Tom Colicchio’s Thanksgiving Brussels Sprouts Side Is ‘One of the Most Popular Dishes’ at His Restaurant

The 'Top Chef' judge says "you’ll want to keep popping" his Bacon and Thyme Brussels Sprouts "in your mouth like potato chips"

Charles Sykes/Bravo via Getty; Fred Hardy Tom Colicchio's Brussels Sprouts

Charles Sykes/Bravo via Getty; Fred Hardy

Tom Colicchio's Brussels Sprouts

Tom Colicchio's restaurant made Brussels sprouts a thing, and the dish is perfect for your Thanksgiving spread.

The vegetable is a popular side on menus everywhere now but the longtime Top Chef judge says that wasn't always the case.

"When we opened Craft, however, Brussels sprouts were a rarity on restaurant menus. No one wanted them. No one made them, at least not professionally," the restaurateur says of his New York City restaurant. "They were derided for their favor, for their texture, for everything so much so that they were a cliché of what you didn't want to eat."

Related: The Best Turkey Recipes to Make for Thanksgiving

So, Colicchio's team cooked up a version cooked in aromatics and bacon fat. "The richness of the bacon [and] the delicate herbaceousness make it addictive," he continues about this dish, which is included in his cookbook-memoir Why I Cook. "Year in and year out, it’s one of the most popular dishes on the menu at Craft, but you can easily make it at home."

The attention-stealing side is a guaranteed Thanksgiving hit, according to Colicchio: "You’ll want to keep popping them in your mouth like potato chips.”

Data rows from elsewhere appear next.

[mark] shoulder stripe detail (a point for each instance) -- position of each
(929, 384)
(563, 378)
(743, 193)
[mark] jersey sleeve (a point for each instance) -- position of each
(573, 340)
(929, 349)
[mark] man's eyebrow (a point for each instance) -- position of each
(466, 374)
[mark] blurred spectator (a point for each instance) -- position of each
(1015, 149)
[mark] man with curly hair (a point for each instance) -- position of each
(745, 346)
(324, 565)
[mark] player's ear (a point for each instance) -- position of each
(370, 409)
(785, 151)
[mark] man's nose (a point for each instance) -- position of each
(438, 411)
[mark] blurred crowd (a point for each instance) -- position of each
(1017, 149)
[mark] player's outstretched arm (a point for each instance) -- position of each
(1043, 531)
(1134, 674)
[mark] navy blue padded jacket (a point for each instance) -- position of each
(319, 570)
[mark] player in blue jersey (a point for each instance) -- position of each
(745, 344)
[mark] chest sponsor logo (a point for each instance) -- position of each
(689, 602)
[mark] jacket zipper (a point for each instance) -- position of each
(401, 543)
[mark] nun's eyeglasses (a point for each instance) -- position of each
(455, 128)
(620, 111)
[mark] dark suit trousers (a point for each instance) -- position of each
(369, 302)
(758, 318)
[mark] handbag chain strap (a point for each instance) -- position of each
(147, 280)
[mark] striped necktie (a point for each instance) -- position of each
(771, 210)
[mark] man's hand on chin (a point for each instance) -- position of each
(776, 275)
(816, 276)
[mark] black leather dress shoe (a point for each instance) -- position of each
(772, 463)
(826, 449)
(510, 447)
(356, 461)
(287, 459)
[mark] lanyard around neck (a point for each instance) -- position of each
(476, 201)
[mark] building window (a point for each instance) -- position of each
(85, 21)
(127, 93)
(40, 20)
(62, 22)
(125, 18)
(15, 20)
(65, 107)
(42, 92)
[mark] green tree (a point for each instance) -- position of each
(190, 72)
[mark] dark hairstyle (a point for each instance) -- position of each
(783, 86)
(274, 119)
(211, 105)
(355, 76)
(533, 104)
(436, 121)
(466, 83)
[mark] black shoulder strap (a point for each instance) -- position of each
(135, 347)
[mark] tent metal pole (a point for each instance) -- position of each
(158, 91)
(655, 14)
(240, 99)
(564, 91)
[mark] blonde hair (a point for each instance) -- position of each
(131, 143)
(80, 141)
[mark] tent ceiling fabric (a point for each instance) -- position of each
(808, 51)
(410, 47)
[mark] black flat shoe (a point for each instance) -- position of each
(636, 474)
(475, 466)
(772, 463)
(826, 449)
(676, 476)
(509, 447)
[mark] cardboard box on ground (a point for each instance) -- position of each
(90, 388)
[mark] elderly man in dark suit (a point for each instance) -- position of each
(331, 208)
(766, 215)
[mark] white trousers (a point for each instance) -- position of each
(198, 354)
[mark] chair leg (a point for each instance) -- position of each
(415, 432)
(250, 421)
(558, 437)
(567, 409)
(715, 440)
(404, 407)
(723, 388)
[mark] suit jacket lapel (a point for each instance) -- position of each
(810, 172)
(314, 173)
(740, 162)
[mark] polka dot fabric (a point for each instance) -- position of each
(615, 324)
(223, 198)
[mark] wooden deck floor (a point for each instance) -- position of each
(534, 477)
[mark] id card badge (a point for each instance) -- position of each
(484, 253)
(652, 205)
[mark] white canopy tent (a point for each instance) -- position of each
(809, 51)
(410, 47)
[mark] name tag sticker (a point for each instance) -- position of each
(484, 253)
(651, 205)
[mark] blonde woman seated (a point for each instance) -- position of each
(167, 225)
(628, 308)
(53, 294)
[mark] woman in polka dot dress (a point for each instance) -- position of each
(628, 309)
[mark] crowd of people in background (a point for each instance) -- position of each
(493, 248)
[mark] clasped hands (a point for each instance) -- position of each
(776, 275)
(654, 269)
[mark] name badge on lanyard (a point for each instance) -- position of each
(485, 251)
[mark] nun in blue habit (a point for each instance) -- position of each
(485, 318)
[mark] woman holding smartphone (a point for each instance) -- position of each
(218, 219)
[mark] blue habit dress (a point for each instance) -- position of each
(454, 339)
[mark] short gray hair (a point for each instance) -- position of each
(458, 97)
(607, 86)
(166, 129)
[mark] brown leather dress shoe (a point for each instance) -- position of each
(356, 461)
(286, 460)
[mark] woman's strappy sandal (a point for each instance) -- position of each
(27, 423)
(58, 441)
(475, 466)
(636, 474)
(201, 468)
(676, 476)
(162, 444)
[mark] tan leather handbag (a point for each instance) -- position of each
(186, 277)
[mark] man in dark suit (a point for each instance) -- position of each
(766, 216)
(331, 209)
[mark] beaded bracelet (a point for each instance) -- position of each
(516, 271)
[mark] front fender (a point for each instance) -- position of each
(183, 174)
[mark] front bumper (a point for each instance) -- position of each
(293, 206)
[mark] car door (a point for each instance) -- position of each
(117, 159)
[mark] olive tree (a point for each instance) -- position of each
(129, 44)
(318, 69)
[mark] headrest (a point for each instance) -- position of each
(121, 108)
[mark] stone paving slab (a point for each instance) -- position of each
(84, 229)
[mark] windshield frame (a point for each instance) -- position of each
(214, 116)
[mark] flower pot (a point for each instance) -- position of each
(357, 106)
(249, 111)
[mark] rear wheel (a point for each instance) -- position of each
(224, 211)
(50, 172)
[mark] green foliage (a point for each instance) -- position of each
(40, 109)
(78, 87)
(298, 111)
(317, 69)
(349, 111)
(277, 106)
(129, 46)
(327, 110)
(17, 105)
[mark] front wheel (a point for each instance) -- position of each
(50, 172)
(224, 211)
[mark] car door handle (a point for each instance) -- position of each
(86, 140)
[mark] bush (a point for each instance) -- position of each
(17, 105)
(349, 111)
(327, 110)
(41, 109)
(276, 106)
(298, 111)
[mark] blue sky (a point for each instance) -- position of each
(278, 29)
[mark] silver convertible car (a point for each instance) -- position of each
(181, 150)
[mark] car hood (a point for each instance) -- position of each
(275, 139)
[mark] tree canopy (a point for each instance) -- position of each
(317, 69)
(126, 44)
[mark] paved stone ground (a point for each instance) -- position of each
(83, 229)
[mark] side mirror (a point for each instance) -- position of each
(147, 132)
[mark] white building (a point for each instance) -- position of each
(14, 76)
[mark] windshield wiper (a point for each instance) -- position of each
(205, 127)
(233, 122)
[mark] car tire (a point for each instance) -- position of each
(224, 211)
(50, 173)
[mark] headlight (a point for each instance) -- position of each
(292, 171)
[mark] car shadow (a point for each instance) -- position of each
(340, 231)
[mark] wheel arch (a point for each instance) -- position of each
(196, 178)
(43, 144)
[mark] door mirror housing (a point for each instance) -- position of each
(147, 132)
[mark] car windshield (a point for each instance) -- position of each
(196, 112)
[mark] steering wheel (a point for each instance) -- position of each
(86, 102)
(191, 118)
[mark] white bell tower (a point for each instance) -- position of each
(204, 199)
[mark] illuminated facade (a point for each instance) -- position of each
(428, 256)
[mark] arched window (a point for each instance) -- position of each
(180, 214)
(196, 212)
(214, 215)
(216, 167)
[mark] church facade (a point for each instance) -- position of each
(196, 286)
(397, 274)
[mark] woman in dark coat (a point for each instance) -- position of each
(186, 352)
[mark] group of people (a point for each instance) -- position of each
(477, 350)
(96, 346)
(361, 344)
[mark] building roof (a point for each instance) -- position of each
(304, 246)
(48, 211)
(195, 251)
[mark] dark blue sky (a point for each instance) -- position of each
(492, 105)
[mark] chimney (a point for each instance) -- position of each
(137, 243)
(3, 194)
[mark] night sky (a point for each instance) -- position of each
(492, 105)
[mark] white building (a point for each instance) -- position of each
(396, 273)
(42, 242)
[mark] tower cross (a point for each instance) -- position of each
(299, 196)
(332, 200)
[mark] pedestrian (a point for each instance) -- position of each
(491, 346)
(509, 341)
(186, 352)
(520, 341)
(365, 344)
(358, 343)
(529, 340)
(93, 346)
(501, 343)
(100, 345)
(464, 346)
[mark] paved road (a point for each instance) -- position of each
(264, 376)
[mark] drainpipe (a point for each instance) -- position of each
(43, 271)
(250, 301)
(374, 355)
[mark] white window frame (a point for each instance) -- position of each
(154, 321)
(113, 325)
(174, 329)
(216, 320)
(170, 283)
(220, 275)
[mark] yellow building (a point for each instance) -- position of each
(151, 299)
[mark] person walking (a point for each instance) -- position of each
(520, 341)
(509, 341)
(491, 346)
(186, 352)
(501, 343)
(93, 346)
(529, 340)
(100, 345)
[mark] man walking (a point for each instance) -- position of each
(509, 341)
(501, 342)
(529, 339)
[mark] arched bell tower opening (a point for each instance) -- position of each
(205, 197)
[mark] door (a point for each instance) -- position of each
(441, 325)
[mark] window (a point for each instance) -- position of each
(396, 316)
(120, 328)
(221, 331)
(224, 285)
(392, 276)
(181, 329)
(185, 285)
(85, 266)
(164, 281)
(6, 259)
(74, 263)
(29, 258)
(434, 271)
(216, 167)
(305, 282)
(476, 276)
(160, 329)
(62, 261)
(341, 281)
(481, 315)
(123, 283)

Fred Hardy Tom Colicchio's Bacon and Thyme Brussels Sprouts

Fred Hardy

Tom Colicchio's Bacon and Thyme Brussels Sprouts

Tom Colicchio’s Bacon and Thyme Brussels Sprouts

2 Tbsp. extra-virgin olive oil, plus more for drizzling

3 thick-cut bacon slices, roughly chopped

1 small white onion, sliced

1¼ tsp. kosher salt, divided

2 lb. Brussels sprouts, trimmed and halved (about 6 ½ cups)

¼ cup tap water

¾ tsp. fresh thyme leaves, plus 2 (5-in.) thyme sprigs

½ tsp. freshly ground black pepper

1. Heat oil in a large skillet over medium until shimmering. Add bacon; cook, stirring occasionally, until fat is rendered and bacon starts to crisp, about 5 minutes. Add onion and 1 teaspoon of the salt; cook, stirring often, until onions start to soften, about 5 minutes.

2. Slowly stir in batches of Brussels sprouts; season with remaining ¼ teaspoon salt. Add water; cook, stirring occasionally, until lightly browned on edges, 5 to 6 minutes. Add thyme leaves and pepper; continue cooking until sprouts are tender-crisp, 4 to 5 minutes.

3. Add thyme sprigs; cook until sprouts are soft and golden brown, 3 to 4 minutes. Season with more salt and pepper if desired; drizzle with oil and serve.